INEQUALITIES IN HEALTH - ALCOHOL

 

 

Social class and alcohol problems

 

·         Trends in drinking alcohol have remained broadly unchanged since 1974.  However, the proportion of women drinking more than 14 units per week has increased by five per cent between 1984 and 1996.  1

·         Men of all ages are more likely to be heavy drinkers than their female counterparts.  2

·         Within the under 30 age group, problem drinking is twice as common in the lower socio-economic groups than the more affluent (17 per cent compared to eight per cent for men; six per cent against three per cent for women).  3

·         There is a negative correlation between alcohol dependence and social class among men; but not women.  Then per cent of men in classes IV and V were dependent on alcohol compared to five per cent in classes 1 and 11.  4

·         Unskilled working men are also four times more likely to die from an alcohol-related disease than those from professional groups.  Furthermore, alcohol is often a contributory factor in deaths from accidents, which also show a pronounced socio-economic gradient.  5

·         In spite of major class differences in alcohol dependence in men, there is only a small difference in the reported quantities consumed.  In women higher consumption is related to higher social class.  1

·         There is a strong association between particular forms of deprivation - especially unemployment and homelessness - and heavy consumption of alcohol.  6

·         Problem drinking is associated with delinquency, criminality and violence.

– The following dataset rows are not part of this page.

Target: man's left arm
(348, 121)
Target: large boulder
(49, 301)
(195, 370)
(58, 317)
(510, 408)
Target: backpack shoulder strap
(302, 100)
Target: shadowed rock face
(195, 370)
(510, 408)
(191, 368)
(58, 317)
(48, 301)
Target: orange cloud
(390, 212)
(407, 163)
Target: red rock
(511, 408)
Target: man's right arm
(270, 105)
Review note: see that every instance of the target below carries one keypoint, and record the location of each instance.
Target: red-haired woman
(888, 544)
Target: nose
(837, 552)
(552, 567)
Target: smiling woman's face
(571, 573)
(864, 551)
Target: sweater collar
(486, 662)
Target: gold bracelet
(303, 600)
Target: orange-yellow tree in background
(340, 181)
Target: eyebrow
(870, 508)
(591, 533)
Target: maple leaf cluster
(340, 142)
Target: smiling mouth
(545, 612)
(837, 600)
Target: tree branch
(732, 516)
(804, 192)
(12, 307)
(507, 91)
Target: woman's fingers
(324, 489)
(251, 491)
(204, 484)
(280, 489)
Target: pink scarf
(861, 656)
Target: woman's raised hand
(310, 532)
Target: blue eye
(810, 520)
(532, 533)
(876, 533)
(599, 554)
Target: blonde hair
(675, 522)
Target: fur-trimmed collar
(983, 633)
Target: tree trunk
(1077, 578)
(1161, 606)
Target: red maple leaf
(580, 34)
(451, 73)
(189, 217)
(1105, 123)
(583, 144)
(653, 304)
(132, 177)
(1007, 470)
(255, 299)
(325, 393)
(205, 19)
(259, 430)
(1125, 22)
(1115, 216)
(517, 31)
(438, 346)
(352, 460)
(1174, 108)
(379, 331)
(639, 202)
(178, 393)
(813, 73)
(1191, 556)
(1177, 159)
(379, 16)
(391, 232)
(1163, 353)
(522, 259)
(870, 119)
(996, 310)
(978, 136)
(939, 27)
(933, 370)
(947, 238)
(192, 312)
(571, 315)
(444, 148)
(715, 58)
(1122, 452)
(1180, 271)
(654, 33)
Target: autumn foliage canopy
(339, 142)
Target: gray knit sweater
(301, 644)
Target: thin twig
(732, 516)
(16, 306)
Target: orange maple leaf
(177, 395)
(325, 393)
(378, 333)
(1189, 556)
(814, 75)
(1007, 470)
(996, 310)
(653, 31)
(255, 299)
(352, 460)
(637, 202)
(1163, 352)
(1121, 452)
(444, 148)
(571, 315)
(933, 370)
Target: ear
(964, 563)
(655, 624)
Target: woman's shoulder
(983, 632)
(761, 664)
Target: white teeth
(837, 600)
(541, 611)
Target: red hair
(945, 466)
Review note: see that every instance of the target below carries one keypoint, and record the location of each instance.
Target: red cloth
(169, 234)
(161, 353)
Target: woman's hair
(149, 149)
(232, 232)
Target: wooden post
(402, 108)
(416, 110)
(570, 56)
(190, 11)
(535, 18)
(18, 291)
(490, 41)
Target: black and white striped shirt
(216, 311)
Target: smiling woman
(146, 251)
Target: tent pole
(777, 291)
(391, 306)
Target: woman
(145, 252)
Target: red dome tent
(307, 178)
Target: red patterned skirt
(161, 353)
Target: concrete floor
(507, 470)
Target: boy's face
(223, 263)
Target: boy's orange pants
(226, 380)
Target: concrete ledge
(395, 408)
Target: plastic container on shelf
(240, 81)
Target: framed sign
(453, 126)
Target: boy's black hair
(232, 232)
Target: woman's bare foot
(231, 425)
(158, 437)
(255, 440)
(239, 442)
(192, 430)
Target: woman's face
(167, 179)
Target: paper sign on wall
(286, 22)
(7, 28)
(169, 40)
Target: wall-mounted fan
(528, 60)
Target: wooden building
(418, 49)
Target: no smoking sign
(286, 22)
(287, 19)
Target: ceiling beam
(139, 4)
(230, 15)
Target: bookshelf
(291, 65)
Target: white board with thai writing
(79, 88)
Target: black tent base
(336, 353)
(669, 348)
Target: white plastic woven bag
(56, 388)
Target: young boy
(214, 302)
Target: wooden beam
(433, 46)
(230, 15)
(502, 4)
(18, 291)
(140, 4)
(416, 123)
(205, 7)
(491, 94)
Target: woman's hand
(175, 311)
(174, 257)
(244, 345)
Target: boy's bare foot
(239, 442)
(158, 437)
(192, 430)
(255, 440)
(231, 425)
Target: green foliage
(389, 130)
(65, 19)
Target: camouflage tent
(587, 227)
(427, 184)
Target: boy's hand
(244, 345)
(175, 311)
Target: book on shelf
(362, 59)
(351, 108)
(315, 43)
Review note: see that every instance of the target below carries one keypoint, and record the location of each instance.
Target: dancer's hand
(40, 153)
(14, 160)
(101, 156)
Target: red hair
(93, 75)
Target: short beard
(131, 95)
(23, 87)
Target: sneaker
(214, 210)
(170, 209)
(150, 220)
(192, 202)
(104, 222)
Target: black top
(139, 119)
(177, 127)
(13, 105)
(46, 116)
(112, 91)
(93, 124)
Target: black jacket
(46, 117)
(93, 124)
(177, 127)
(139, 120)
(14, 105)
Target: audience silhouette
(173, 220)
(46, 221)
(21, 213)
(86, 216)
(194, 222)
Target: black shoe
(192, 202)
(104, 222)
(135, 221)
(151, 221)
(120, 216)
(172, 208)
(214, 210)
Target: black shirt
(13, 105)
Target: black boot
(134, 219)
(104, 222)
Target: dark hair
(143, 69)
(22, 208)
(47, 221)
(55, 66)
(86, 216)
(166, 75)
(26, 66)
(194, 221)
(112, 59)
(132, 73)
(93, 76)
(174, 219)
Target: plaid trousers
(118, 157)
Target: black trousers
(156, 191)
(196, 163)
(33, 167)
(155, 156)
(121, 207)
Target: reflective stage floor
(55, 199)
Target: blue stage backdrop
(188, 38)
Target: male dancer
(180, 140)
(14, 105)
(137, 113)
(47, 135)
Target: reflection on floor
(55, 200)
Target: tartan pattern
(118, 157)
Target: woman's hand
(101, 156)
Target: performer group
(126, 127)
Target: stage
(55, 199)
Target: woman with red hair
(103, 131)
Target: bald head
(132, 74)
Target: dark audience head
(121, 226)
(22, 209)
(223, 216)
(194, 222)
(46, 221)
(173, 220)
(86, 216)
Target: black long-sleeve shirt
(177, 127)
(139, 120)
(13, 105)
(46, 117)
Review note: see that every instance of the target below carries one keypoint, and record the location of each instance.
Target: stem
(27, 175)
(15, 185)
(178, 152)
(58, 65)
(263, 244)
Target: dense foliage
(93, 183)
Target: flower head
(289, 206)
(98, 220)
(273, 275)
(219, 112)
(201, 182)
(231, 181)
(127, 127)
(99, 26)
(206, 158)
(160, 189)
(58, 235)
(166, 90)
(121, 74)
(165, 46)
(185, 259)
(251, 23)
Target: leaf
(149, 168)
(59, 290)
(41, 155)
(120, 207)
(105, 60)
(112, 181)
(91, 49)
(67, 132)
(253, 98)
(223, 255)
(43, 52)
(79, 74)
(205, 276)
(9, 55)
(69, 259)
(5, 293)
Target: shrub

·         Poorer people are less likely than the affluent to be 'protected' from the harmful effects of drinking by a good diet, housing and health care.  7

 

Reducing the problem

 

There is a link between mean alcohol consumption throughout the population, and the incidence of heavy drinking.  It can be argued therefore, that the most effective measures to reduce problem drinking, and alcohol-related harm, could be those that reduce drinking as a whole.  This might be achieved by:

 

·         Targeting support and education at young people and children, teaching directly about sensible drinking and skills for making choices.

·         Enhancing opportunities for employment and better living conditions later in life.

·         Better licensing enforcement and a radical reform of the existing licensing laws.

·         A national training programme, mandatory for those serving alcohol.

·         Reducing the permitted blood alcohol level for driving to 50 mg/100ml or less.

·         Random breath testing.

·         The provision of modern, safe and affordable public transport available throughout a 24-hour period.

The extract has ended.